The Sacramento Kings are about to popularize a serious Bitcoin trend across the sporting landscape.
The NBA continues to be a trailblazer in the crypto space. Whether it’s NBA Top Shot’s breakout, crypto exchange company FTX purchasing naming rights to the Miami Heat’s arena, or teams increasingly offering fans the ability to buy tickets and merchandise with various cryptocurrencies, basketball keeps finding ways to lead the way in normalizing and popularizing blockchain technology in sports.
The league’s latest crypto crossover? The Sacramento Kings, led by CEO and owner Vivek Ranadivé, announced last week that the organization will be offering employees the option to receive their salaries in Bitcoin.
“(Employees) can get paid as much of their salary in Bitcoin as they want, including the players,” Ranadivé said during a recent discussion on Clubhouse.
The news comes one month after Ranadivé and other NBA owners like Dallas’ Mark Cuban and Brooklyn’s Joe Tsai created a Blockchain Advisory Subcommittee with the goal of exploring ways to integrate crypto technology across the league to enhance business, fan engagement, and game day experience.
The offer to pay all employees, including players, with cryptocurrency does come with an obstacle, however. The current collective bargaining agreement between the league and the NBPA requires that teams pay players through either direct deposit or paper check.
There’s a workaround, however.
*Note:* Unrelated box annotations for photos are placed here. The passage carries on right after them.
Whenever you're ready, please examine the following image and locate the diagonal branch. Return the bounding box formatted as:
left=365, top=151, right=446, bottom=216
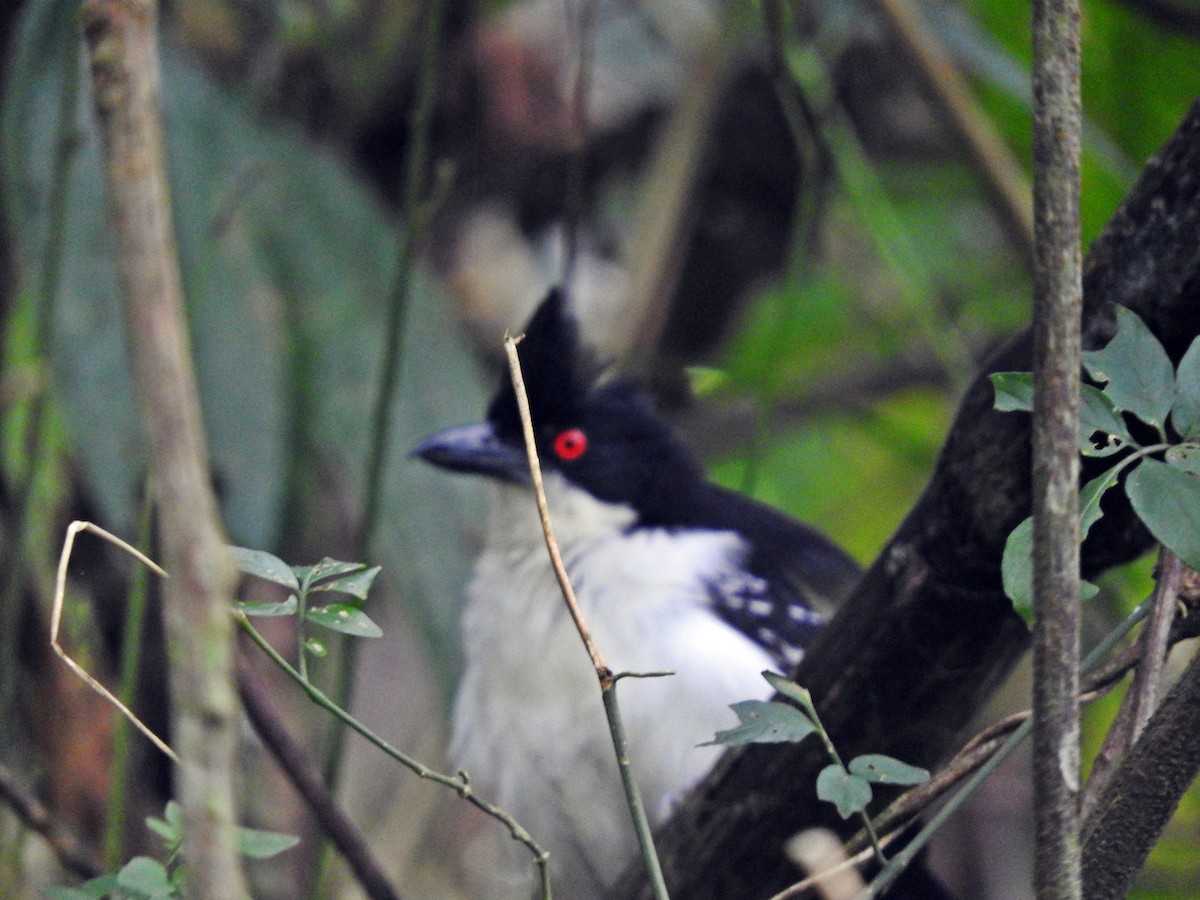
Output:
left=613, top=97, right=1200, bottom=899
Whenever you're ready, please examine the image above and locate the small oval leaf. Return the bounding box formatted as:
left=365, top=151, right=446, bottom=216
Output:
left=1000, top=516, right=1033, bottom=626
left=305, top=604, right=383, bottom=637
left=817, top=763, right=871, bottom=818
left=1084, top=306, right=1175, bottom=427
left=238, top=594, right=296, bottom=617
left=1126, top=460, right=1200, bottom=569
left=229, top=547, right=300, bottom=590
left=238, top=828, right=300, bottom=859
left=988, top=372, right=1033, bottom=413
left=701, top=700, right=816, bottom=746
left=847, top=754, right=929, bottom=785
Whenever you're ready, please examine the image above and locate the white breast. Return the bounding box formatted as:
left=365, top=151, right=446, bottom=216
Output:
left=451, top=473, right=772, bottom=898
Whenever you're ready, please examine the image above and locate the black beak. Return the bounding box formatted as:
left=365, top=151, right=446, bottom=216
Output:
left=413, top=422, right=529, bottom=485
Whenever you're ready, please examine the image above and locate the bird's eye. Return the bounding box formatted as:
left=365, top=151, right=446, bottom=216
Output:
left=554, top=428, right=588, bottom=462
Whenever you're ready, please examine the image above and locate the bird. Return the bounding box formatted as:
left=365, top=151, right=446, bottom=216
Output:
left=414, top=288, right=860, bottom=900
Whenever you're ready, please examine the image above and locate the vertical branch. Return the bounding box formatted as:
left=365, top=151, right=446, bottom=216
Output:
left=82, top=0, right=246, bottom=900
left=1033, top=0, right=1082, bottom=898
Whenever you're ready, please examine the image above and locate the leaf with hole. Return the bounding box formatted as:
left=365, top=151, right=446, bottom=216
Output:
left=305, top=604, right=383, bottom=637
left=1126, top=460, right=1200, bottom=569
left=817, top=763, right=871, bottom=818
left=701, top=700, right=816, bottom=746
left=238, top=594, right=298, bottom=618
left=846, top=754, right=929, bottom=785
left=1084, top=306, right=1175, bottom=428
left=1171, top=337, right=1200, bottom=439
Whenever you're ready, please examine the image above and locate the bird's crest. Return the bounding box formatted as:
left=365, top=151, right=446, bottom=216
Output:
left=487, top=288, right=604, bottom=438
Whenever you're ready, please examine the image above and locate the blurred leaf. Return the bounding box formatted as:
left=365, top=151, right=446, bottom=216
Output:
left=0, top=0, right=482, bottom=689
left=1126, top=460, right=1200, bottom=569
left=116, top=857, right=175, bottom=900
left=762, top=671, right=814, bottom=712
left=846, top=754, right=929, bottom=785
left=238, top=828, right=300, bottom=859
left=1163, top=444, right=1200, bottom=475
left=42, top=875, right=116, bottom=900
left=701, top=700, right=816, bottom=746
left=305, top=604, right=383, bottom=637
left=1084, top=306, right=1175, bottom=428
left=817, top=763, right=871, bottom=818
left=313, top=565, right=383, bottom=600
left=229, top=547, right=300, bottom=590
left=988, top=372, right=1033, bottom=413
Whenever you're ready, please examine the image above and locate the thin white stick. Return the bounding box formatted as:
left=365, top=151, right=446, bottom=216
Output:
left=50, top=520, right=179, bottom=763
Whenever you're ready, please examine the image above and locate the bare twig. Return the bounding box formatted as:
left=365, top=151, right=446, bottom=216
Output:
left=1080, top=547, right=1183, bottom=820
left=82, top=0, right=247, bottom=900
left=233, top=610, right=550, bottom=898
left=504, top=335, right=670, bottom=900
left=238, top=654, right=398, bottom=900
left=1082, top=655, right=1200, bottom=900
left=0, top=763, right=103, bottom=878
left=50, top=521, right=179, bottom=763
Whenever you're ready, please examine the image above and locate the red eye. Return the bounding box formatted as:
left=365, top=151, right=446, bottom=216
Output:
left=554, top=428, right=588, bottom=462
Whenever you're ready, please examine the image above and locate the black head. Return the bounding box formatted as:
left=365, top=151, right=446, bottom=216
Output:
left=416, top=290, right=703, bottom=522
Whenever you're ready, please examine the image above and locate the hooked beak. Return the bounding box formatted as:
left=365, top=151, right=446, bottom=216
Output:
left=413, top=422, right=529, bottom=485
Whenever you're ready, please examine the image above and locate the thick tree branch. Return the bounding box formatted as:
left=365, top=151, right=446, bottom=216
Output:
left=614, top=103, right=1200, bottom=899
left=82, top=0, right=246, bottom=900
left=1033, top=0, right=1084, bottom=900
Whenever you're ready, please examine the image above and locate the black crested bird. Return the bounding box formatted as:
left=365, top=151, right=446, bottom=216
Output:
left=416, top=292, right=859, bottom=898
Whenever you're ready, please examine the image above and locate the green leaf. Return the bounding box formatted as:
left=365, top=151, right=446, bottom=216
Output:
left=229, top=547, right=300, bottom=590
left=1000, top=516, right=1033, bottom=626
left=817, top=763, right=871, bottom=818
left=847, top=754, right=929, bottom=785
left=238, top=828, right=300, bottom=859
left=116, top=857, right=176, bottom=900
left=305, top=604, right=383, bottom=637
left=988, top=372, right=1033, bottom=413
left=238, top=594, right=299, bottom=617
left=1126, top=460, right=1200, bottom=569
left=296, top=557, right=366, bottom=592
left=1079, top=463, right=1123, bottom=540
left=1171, top=337, right=1200, bottom=439
left=1163, top=444, right=1200, bottom=475
left=1079, top=384, right=1135, bottom=456
left=762, top=671, right=814, bottom=713
left=684, top=366, right=730, bottom=398
left=312, top=565, right=383, bottom=600
left=1084, top=306, right=1175, bottom=428
left=701, top=700, right=816, bottom=746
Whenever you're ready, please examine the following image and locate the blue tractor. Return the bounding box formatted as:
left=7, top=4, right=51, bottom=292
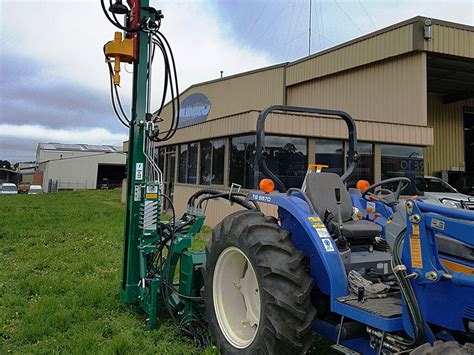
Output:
left=203, top=106, right=474, bottom=354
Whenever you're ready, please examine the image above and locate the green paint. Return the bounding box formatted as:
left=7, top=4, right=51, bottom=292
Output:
left=117, top=0, right=205, bottom=329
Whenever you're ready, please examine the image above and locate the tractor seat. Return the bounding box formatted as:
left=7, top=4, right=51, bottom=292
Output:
left=306, top=172, right=382, bottom=239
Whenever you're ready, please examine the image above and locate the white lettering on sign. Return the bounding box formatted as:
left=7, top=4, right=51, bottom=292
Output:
left=135, top=163, right=143, bottom=180
left=316, top=228, right=331, bottom=238
left=321, top=238, right=334, bottom=251
left=252, top=194, right=272, bottom=202
left=133, top=185, right=142, bottom=202
left=146, top=185, right=158, bottom=194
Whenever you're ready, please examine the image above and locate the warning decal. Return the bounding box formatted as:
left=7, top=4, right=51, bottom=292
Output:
left=431, top=218, right=444, bottom=231
left=316, top=227, right=331, bottom=238
left=321, top=238, right=334, bottom=251
left=135, top=163, right=143, bottom=180
left=410, top=237, right=423, bottom=269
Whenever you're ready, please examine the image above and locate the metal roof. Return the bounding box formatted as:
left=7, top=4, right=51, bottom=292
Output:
left=38, top=143, right=123, bottom=153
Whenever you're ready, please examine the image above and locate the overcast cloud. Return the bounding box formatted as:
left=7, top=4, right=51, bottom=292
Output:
left=0, top=0, right=474, bottom=161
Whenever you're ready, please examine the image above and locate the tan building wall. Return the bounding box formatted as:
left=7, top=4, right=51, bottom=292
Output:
left=425, top=96, right=474, bottom=175
left=423, top=22, right=474, bottom=59
left=287, top=24, right=413, bottom=85
left=288, top=53, right=427, bottom=126
left=161, top=64, right=285, bottom=131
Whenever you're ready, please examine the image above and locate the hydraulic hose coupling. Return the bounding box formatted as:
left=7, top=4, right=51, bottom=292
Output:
left=105, top=32, right=133, bottom=85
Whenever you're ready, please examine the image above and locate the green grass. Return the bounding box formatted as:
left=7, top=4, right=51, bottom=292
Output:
left=0, top=190, right=215, bottom=354
left=0, top=190, right=330, bottom=354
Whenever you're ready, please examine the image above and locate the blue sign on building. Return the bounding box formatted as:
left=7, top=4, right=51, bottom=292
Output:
left=178, top=93, right=211, bottom=128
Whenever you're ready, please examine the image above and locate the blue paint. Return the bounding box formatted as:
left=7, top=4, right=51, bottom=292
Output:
left=248, top=191, right=474, bottom=354
left=178, top=93, right=211, bottom=128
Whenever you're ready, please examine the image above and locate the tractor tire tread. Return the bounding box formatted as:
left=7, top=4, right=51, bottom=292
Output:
left=203, top=211, right=316, bottom=354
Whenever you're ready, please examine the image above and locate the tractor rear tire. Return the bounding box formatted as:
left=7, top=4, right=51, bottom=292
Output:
left=204, top=211, right=316, bottom=354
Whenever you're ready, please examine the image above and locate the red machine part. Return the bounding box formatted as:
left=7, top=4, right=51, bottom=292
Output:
left=126, top=0, right=140, bottom=62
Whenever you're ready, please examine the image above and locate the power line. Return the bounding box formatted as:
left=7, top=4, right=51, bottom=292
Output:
left=334, top=0, right=364, bottom=33
left=288, top=1, right=306, bottom=56
left=234, top=1, right=268, bottom=64
left=357, top=0, right=377, bottom=29
left=308, top=0, right=313, bottom=55
left=243, top=2, right=289, bottom=65
left=319, top=0, right=326, bottom=49
left=282, top=2, right=296, bottom=60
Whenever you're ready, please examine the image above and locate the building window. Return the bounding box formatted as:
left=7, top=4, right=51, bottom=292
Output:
left=178, top=143, right=198, bottom=184
left=265, top=136, right=308, bottom=188
left=186, top=143, right=198, bottom=184
left=314, top=139, right=344, bottom=176
left=200, top=139, right=225, bottom=185
left=229, top=134, right=256, bottom=189
left=380, top=144, right=424, bottom=195
left=347, top=142, right=374, bottom=188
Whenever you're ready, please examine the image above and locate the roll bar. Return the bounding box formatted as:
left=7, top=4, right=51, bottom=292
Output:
left=255, top=105, right=359, bottom=192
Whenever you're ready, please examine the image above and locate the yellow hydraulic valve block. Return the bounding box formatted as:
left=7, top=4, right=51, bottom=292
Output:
left=105, top=32, right=133, bottom=85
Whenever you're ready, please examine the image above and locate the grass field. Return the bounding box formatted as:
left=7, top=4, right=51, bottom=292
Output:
left=0, top=190, right=211, bottom=354
left=0, top=190, right=329, bottom=354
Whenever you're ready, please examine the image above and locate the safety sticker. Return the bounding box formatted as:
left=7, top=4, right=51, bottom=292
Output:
left=410, top=237, right=423, bottom=269
left=135, top=163, right=143, bottom=180
left=316, top=228, right=331, bottom=238
left=146, top=185, right=158, bottom=194
left=431, top=218, right=444, bottom=231
left=133, top=185, right=142, bottom=202
left=321, top=238, right=334, bottom=251
left=367, top=202, right=375, bottom=213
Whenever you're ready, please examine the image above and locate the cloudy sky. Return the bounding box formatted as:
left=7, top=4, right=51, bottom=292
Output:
left=0, top=0, right=474, bottom=161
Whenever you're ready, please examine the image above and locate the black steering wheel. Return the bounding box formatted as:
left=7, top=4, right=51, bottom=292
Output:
left=362, top=177, right=411, bottom=211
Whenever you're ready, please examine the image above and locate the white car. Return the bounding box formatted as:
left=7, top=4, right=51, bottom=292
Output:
left=1, top=182, right=18, bottom=195
left=416, top=176, right=474, bottom=211
left=28, top=185, right=43, bottom=195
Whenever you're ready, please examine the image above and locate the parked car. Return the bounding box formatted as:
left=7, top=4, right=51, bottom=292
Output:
left=18, top=181, right=31, bottom=194
left=415, top=176, right=474, bottom=211
left=2, top=182, right=18, bottom=195
left=28, top=185, right=43, bottom=195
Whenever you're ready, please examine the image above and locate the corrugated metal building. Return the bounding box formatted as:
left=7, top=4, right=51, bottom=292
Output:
left=34, top=143, right=126, bottom=192
left=151, top=17, right=474, bottom=225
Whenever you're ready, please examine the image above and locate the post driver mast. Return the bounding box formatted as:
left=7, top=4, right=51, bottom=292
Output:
left=101, top=0, right=211, bottom=341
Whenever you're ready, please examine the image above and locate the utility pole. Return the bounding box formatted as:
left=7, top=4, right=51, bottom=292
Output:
left=308, top=0, right=313, bottom=55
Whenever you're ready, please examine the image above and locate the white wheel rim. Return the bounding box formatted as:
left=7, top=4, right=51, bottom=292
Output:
left=212, top=247, right=260, bottom=349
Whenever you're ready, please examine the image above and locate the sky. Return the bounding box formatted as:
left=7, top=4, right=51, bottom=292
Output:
left=0, top=0, right=474, bottom=162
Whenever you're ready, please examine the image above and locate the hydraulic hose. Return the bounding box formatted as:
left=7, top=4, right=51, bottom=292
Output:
left=391, top=228, right=425, bottom=347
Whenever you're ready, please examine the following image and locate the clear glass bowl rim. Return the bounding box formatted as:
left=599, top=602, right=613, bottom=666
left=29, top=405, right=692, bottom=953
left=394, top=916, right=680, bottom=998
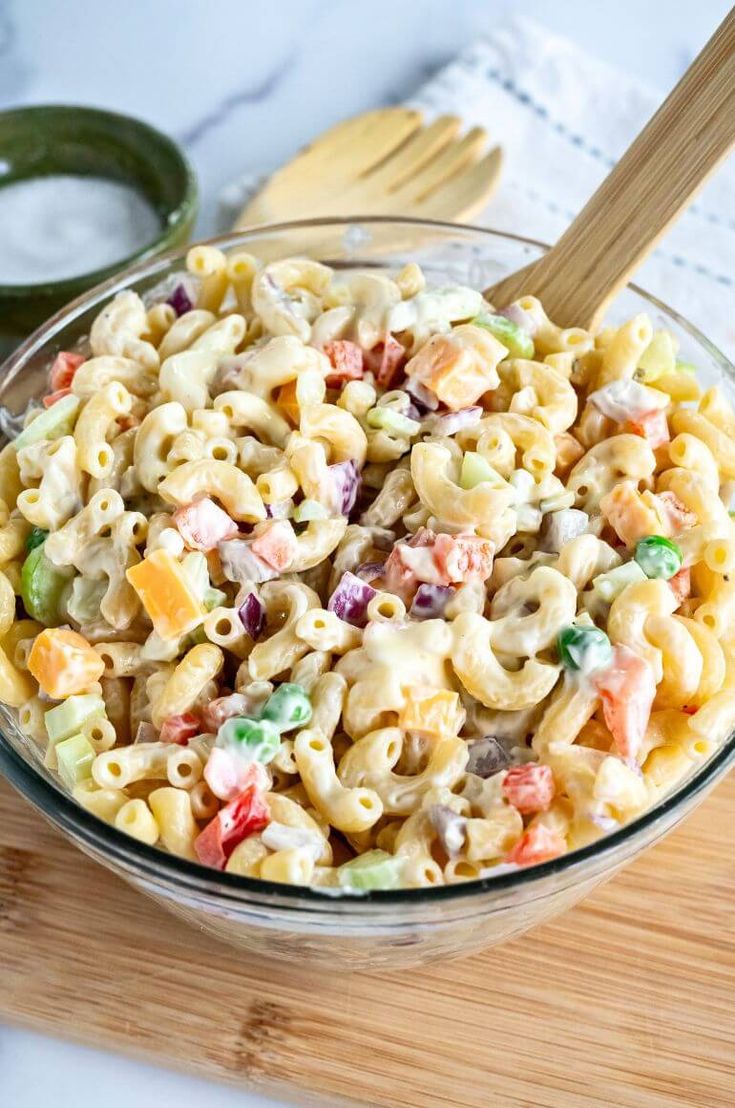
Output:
left=0, top=215, right=735, bottom=919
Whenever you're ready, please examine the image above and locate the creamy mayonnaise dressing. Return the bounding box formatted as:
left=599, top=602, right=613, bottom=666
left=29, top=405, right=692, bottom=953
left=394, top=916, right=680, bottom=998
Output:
left=0, top=175, right=161, bottom=285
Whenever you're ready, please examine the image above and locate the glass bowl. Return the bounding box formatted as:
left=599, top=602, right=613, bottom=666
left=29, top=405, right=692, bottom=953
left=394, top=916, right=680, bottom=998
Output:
left=0, top=218, right=735, bottom=970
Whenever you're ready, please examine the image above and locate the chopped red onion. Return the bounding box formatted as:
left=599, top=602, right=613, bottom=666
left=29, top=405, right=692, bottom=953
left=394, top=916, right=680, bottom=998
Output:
left=166, top=285, right=194, bottom=316
left=217, top=538, right=278, bottom=585
left=496, top=304, right=538, bottom=338
left=327, top=571, right=377, bottom=627
left=427, top=406, right=484, bottom=434
left=355, top=562, right=386, bottom=581
left=328, top=460, right=363, bottom=515
left=404, top=378, right=439, bottom=419
left=467, top=735, right=510, bottom=778
left=237, top=593, right=265, bottom=639
left=408, top=585, right=455, bottom=619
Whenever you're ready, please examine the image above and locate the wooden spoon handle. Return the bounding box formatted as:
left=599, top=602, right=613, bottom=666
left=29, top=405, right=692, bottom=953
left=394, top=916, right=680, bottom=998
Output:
left=486, top=9, right=735, bottom=327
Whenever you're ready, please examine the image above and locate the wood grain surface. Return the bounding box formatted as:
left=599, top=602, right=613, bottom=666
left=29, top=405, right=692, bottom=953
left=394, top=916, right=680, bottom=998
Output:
left=0, top=777, right=735, bottom=1108
left=487, top=9, right=735, bottom=327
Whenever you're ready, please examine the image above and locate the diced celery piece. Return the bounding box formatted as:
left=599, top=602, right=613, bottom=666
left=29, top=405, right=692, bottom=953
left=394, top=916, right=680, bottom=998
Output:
left=203, top=585, right=227, bottom=612
left=365, top=404, right=421, bottom=437
left=12, top=394, right=79, bottom=450
left=20, top=543, right=69, bottom=627
left=44, top=693, right=105, bottom=743
left=294, top=500, right=329, bottom=523
left=592, top=562, right=646, bottom=604
left=459, top=450, right=503, bottom=489
left=635, top=331, right=676, bottom=382
left=67, top=577, right=109, bottom=624
left=470, top=311, right=534, bottom=358
left=55, top=735, right=95, bottom=789
left=181, top=551, right=210, bottom=599
left=337, top=850, right=404, bottom=891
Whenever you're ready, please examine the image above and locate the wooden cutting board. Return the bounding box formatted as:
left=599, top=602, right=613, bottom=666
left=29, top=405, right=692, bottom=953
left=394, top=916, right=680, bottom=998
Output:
left=0, top=777, right=735, bottom=1108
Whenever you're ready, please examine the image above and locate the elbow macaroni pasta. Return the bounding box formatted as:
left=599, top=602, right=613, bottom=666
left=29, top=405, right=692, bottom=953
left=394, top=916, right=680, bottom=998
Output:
left=5, top=253, right=735, bottom=895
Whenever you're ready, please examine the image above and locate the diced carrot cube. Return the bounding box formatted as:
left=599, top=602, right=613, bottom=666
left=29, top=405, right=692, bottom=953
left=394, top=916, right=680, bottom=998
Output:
left=593, top=646, right=656, bottom=758
left=398, top=688, right=463, bottom=735
left=364, top=335, right=406, bottom=390
left=125, top=550, right=205, bottom=639
left=506, top=823, right=566, bottom=865
left=251, top=520, right=298, bottom=573
left=600, top=481, right=661, bottom=546
left=433, top=534, right=496, bottom=585
left=324, top=339, right=365, bottom=389
left=554, top=431, right=584, bottom=478
left=28, top=627, right=104, bottom=700
left=174, top=496, right=239, bottom=552
left=276, top=380, right=302, bottom=427
left=49, top=350, right=84, bottom=392
left=503, top=762, right=554, bottom=815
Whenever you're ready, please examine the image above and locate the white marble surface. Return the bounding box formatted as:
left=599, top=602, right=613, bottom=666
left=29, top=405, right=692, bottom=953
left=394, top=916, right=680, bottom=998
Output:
left=0, top=0, right=729, bottom=1108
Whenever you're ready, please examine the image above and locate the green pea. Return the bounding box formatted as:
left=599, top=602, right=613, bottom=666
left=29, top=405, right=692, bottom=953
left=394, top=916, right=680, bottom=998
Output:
left=471, top=311, right=534, bottom=358
left=216, top=716, right=280, bottom=766
left=635, top=535, right=683, bottom=581
left=20, top=545, right=69, bottom=627
left=557, top=624, right=612, bottom=673
left=337, top=850, right=404, bottom=891
left=261, top=681, right=312, bottom=731
left=25, top=527, right=49, bottom=553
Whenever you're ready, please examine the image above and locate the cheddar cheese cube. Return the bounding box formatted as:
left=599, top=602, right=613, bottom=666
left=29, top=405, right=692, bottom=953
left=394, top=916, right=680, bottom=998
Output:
left=125, top=550, right=206, bottom=639
left=398, top=688, right=465, bottom=735
left=28, top=627, right=104, bottom=700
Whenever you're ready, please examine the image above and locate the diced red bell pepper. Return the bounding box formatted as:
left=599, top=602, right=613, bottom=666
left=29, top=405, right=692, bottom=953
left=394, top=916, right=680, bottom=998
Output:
left=656, top=492, right=697, bottom=535
left=324, top=339, right=365, bottom=389
left=159, top=711, right=202, bottom=747
left=506, top=823, right=566, bottom=865
left=49, top=350, right=84, bottom=392
left=593, top=646, right=656, bottom=758
left=43, top=389, right=71, bottom=408
left=668, top=566, right=692, bottom=604
left=194, top=786, right=270, bottom=870
left=625, top=408, right=671, bottom=450
left=174, top=496, right=239, bottom=552
left=433, top=534, right=496, bottom=585
left=364, top=335, right=406, bottom=389
left=503, top=762, right=554, bottom=815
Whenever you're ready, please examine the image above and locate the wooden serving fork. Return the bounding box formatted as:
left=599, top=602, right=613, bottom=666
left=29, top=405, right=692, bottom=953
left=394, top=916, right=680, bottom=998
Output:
left=486, top=9, right=735, bottom=328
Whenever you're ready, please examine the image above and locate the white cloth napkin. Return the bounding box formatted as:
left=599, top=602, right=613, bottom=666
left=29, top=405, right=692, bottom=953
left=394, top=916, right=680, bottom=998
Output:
left=221, top=18, right=735, bottom=360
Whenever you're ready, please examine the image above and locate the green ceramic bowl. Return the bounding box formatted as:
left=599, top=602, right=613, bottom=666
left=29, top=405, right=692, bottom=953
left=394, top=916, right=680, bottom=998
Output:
left=0, top=104, right=197, bottom=356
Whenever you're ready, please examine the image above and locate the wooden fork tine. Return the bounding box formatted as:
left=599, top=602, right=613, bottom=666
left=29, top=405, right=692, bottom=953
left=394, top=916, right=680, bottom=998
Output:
left=416, top=146, right=502, bottom=219
left=400, top=127, right=488, bottom=203
left=369, top=115, right=461, bottom=192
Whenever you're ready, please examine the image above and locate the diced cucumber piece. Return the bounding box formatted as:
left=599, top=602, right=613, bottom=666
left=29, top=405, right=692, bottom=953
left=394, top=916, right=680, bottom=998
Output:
left=592, top=562, right=645, bottom=604
left=635, top=331, right=676, bottom=383
left=203, top=585, right=227, bottom=612
left=12, top=394, right=79, bottom=450
left=337, top=850, right=404, bottom=891
left=470, top=311, right=534, bottom=358
left=55, top=735, right=96, bottom=790
left=365, top=404, right=421, bottom=437
left=44, top=693, right=105, bottom=743
left=459, top=450, right=503, bottom=489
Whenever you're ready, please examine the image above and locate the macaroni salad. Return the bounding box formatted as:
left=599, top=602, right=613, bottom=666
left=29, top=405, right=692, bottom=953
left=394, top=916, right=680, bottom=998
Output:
left=0, top=246, right=735, bottom=891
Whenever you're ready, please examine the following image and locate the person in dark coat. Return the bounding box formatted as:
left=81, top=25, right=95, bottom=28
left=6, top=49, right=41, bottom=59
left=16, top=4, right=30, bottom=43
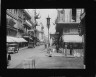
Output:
left=70, top=45, right=73, bottom=55
left=8, top=54, right=11, bottom=65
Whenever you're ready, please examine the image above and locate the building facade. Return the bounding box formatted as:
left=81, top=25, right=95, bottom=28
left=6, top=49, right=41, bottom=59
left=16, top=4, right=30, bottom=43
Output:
left=56, top=8, right=84, bottom=47
left=6, top=9, right=32, bottom=37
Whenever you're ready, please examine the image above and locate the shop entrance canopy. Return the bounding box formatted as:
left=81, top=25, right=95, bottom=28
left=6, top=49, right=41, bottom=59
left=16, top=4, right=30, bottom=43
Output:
left=7, top=36, right=27, bottom=42
left=63, top=35, right=83, bottom=43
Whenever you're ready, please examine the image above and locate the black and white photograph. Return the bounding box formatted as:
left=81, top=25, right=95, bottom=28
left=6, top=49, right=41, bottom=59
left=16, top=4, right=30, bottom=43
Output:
left=6, top=8, right=86, bottom=69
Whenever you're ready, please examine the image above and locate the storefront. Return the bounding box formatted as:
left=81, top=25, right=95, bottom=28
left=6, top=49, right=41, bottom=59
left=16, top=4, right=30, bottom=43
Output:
left=62, top=35, right=84, bottom=49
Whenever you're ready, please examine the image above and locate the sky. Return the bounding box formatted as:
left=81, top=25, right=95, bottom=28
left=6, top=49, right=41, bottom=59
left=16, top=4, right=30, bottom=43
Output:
left=28, top=9, right=57, bottom=36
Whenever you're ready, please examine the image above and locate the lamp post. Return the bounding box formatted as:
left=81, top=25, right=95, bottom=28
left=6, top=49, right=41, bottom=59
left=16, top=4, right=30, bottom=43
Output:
left=47, top=15, right=50, bottom=47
Carolina Panthers offensive lineman Russell Okung made headlines when he opted to receive half his salary in Bitcoin; due to a similar CBA obstacle in the NFL, the Panthers paid Okung through a digital payment platform called Strike, which instantly converts dollars to Bitcoin directly and in real time.
Okung’s decision was a lucrative one — and the potential for NBA stars to experience an absolute windfall is massive. For instance, if Steph Curry had received 100% of his $40,231,758 salary in 2019-20 via Bitcoin, that sum would be worth approximately $240,000,000 based on current market value.
Yes, read that number again.
The Kings are no stranger to the crypto space, auctioning game-worn jerseys on the Ethereum blockchain in early 2020. In fact, the Kings have accepted Bitcoin as a method of payment dating all the way back to 2014, when 1 BTC was worth about $500-$700 month to month.
Any individual team or executive could propose these types of initiatives. But given the NBA’s status as the ultimate player empowerment league, it has an advantage in making them a reality at speed.
Today, Bitcoin has surged (to put it lightly) over the last calendar year, up more than 660% from $7,000 last April to now over $60,000 as of this writing. With that in mind, the NBA is wasting no time in ramping up its cryptocurrency initiatives — and forcing the rest of the sports world to take notice.